Nikita Ramakrishnan, from Salem, Oregon, is a third-year doctoral student in counseling psychology. She serves as the assistant director at the Counseling and Counseling Psychology Clinic, a counseling intern at the Warren-Alexander Group private practice, and a shelter advocate at Wings of Hope Family Crisis Services. She is passionate about contributing research and clinical services to improve services for survivors of sexual trauma, expand sexual health education and advocate for multicultural feminist ethics. Her future goals include supervising future counselors.
Caroline Roberts, originally from Fort Worth, Texas, is a third-year doctoral student in clinical psychology. She is a member of the American Psychological Association’s Society of Pediatric Psychology student advisory board, co-chair of its Network of Campus Representatives and student representative in its pediatric gastroenterology special interest group. She is interested in investigating youth psychosocial adjustment to acute and chronic illnesses and the role of illness appraisals and family variables. Her future ambitions are to improve youth and family adjustment to chronic health conditions as well as serve as a mentor to young researchers and undergraduate students to help promote future generations of scientists and problem solvers.
Abby Ross, originally from Enid, Oklahoma, is a master’s student in marriage and family therapy. She has a strong interest in working with adolescents in therapy. As a future marriage and family therapist, she has a dream to facilitate resiliency and strength in her clients, enabling each to realize their capability of living life to the fullest and making meaning from any tragedy they may face.
Logan Smith, from Vero Beach, Florida, is a second-year doctoral student in clinical psychology. He is interested in research investigating suicide prediction and prevention in first responders and members of the military, as well as other populations. His future ambitions are to continue conducting research into the development, maintenance and risk factors of suicide ideation and behavior as well as running a clinical practice. Additionally, he hopes to serve as a mentor to young students and researchers who express an interest in psychology more broadly.
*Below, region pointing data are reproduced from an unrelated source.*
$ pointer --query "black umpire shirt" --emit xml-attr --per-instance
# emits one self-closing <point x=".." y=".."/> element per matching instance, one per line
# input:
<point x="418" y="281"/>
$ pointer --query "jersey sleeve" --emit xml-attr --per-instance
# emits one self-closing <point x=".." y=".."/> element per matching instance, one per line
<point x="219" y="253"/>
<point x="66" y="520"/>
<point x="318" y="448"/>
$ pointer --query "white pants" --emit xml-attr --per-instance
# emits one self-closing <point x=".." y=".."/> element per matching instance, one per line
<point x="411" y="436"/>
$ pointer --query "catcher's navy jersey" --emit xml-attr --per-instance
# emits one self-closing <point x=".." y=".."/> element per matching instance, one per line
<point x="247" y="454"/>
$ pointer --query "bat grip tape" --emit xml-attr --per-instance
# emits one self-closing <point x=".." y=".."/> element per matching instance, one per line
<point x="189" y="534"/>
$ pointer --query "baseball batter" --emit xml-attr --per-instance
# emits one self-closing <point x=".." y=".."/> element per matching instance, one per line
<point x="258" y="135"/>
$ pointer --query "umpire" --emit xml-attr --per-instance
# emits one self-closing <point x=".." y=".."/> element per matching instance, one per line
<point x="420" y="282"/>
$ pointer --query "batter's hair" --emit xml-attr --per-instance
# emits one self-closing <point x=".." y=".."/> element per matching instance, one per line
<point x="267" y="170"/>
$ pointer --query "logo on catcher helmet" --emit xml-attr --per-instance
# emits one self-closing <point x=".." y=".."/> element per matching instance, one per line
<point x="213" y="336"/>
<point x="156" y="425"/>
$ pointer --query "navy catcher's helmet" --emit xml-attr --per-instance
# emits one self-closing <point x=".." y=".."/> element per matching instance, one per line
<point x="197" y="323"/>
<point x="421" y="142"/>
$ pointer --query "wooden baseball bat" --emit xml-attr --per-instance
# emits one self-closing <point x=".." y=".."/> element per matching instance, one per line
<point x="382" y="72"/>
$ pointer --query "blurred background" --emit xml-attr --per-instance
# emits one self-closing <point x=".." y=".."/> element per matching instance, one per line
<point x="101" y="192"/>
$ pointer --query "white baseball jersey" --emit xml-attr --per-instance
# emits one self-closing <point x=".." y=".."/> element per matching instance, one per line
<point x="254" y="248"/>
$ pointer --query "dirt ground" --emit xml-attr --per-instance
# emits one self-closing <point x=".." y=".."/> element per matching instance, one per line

Katie Traino, from Tulsa, Oklahoma, is a second-year doctoral student in clinical psychology. Her current research interests include better understanding and conceptualizing short- and long-term child, parent and family adjustment and functioning outcomes in multiple pediatric chronic illness populations. Her long-term goals are to conduct collaborative research and clinical work to enhance children’s and families’ skills in managing medical care and navigating the health care system.